Consider the following incident, which happened just this past weekend:
It was a normal Sunday meeting. Smiles, worship, fellowship…and death and bloody carnage.
Burnette Chapel Church of Christ in Antioch, Tennessee was terrorized by a masked man- now identified as Emanuel Kidega Samson- showing up in the church parking lot after a service with a gun, ready to kill Christians.
After killing one woman outside of the building, Samson entered the church and shot at six more people, who fortunately survived.
The pastor responded by yelling, “Run, run, gunshots!”
Pastor Joey Spann was shot three times. He told his wife- who was also shot- “Honey, he’s killed me. I’m dying and I’m sorry.”
Mayhem ensued, as congregants responded by hiding under pews or in bathrooms attempting to escape the gunfire.
It’s a sad day when we can no longer feel safe at our own churches. It’s also an indication that persecution of Christians is on the rise in the United States.
One man, Robert Engle, stood up that day as a hero.
Engle tackled the killer, attempting to wrestle the gun away from him and save the lives of the others in the church. Although he was badly beaten and wounded in the process, he kept on in the struggle. During this intense confrontation, Samson accidentally shot himself in the chest.
Praise God, Engle had a gun to stop the violence. He ran to his own vehicle to retrieve his weapon, holding Samson at gunpoint until the police arrived.
Engle is a hero—and he is also an example to us all. We need to know how to be prepared for this kind of violence, especially at the hands of those who want to harm the Body of Christ.
I urge you to train and equip yourself and others to know how to respond to crisis, and to know what your legal rights are as an armed citizen.

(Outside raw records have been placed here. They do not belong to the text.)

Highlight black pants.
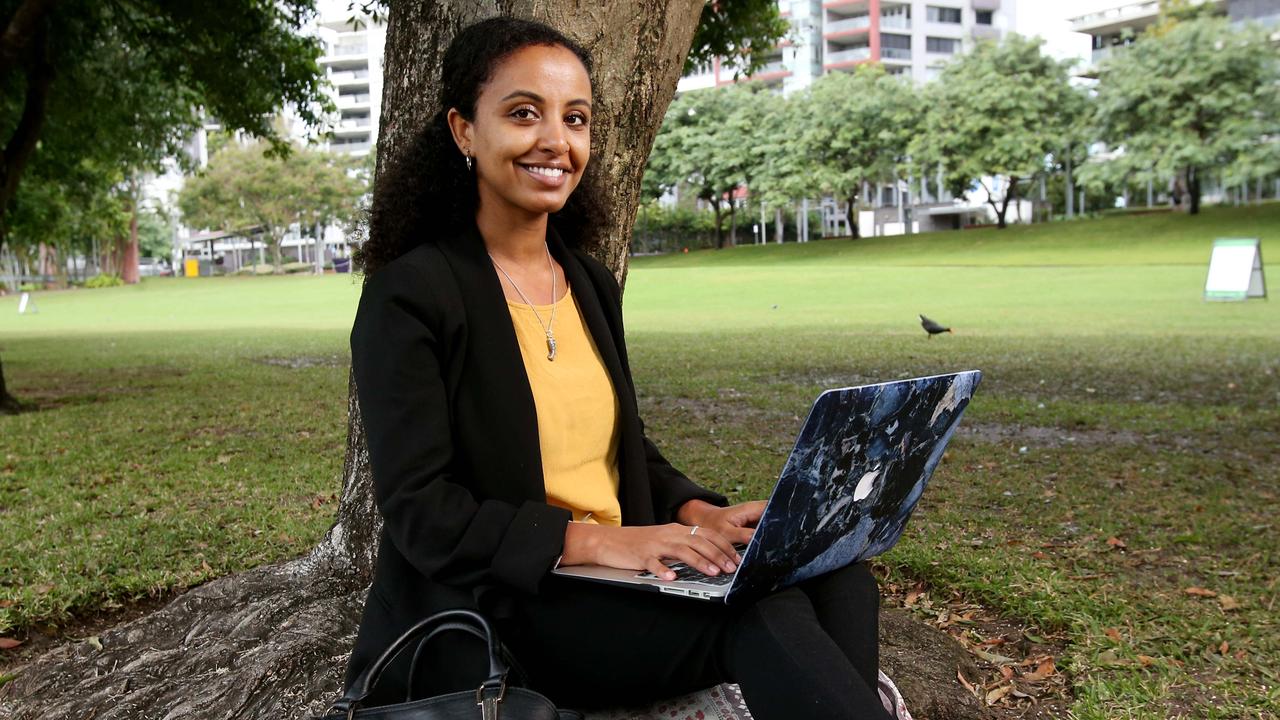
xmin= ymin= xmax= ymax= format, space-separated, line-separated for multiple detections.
xmin=416 ymin=562 xmax=888 ymax=720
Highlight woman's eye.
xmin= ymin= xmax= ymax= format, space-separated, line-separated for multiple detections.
xmin=511 ymin=108 xmax=537 ymax=120
xmin=567 ymin=114 xmax=589 ymax=126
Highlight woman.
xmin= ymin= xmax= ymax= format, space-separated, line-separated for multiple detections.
xmin=345 ymin=16 xmax=897 ymax=720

If you are in an incident of violence, the law is in the hands of the armed citizen until the police arrive to intervene.
That means it’s your responsibility to know how to respond to crisis in order to protect yourself and others from physical harm.

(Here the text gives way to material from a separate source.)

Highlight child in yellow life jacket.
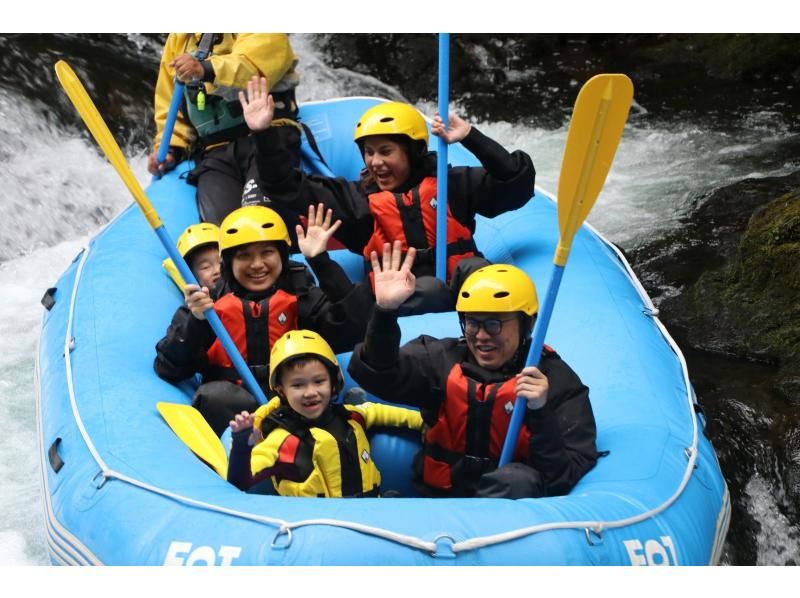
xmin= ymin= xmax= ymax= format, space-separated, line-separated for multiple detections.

As Christians, we need to know how to prayerfully prepare and respond to crises of violence.
Pastors and other leaders in the church have been given a great responsibility to watch over the flock, to protect them, and help ensure their safety. This extends to church security measures.

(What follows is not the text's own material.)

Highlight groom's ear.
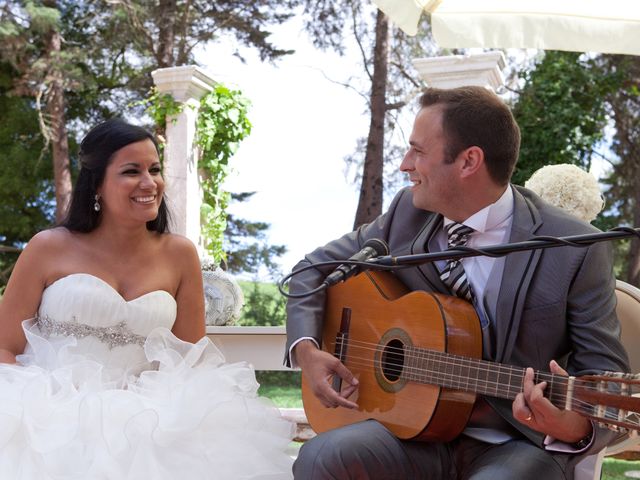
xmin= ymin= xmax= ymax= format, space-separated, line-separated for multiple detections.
xmin=457 ymin=146 xmax=484 ymax=179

Here are 5 things your church should be doing to protect churches and families:
1. Prayer ministry.
Pray for weekly protection and safety in your prayer ministry. There are multiple prayers for protection in the Bible. Here is a powerful one:
Keep me safe, Lord, from the hands of the wicked;
protect me from the violent,
who devise ways to trip my feet. (Psalm 140:4)
2. Have a security ministry team.
Just like any other ministry team, the security ministry team is a crucial part of the body. As 1 Corinthians 12 explains, the body has many parts, but all are of great importance. Consider the fact that members of your church may be active or retired members of law enforcement or the military- they can be of valuable service to your church. Regardless, all members should be screened, carefully selected, should participate in biblical training and worship, and should be exhibiting a mature walk with the Lord.
3. Have a plan.
What would you do in a crisis like the one in Tennessee? If your church is in a rougher section of town, or is at particular risk for being attacked by religious terrorists, you may want to pay special attention to building a plan for defense.
Here is what one church did to prepare:
- They have built a volunteer security team, including former members of the military and law enforcement.
- They have engaged in special training with firearms, first aid/combat life saving and verbal de-escalation.
- They have members appointed to watch the doors and patrol the parking lots.
- They also have members who are in the sanctuary during service and pay close attention to suspicious individuals that show up.
- Three-quarters of their security team are armed. Members have different responsibilities during a crisis, such as calling 911, taking care of children, providing aid if necessary, taking videos, and even providing prayer support.
4. Take special care with the youth ministry.
The youth ministry may be especially vulnerable to a potential attacker. Kids should be prepared to know what to do during an attack, and specific church members should be responsible for protecting youth during such a crisis.
5. Train other churches.
Consider how your church can help train new churches. Hold a special training event for all the churches in your area.
We are deeply grieved at the tragedy that took place in Tennessee. It also serves as a wakeup call to us all, to prepare and pray.
Please join Engle in his prayer for healing and comfort for everybody involved in this tragic shooting:
“I ask everyone to pray for the victims, family members of the victims, our church community. Please pray for healing. Also, please pray for the shooter, shooter’s family and friends. They are hurting as well,” said Engle.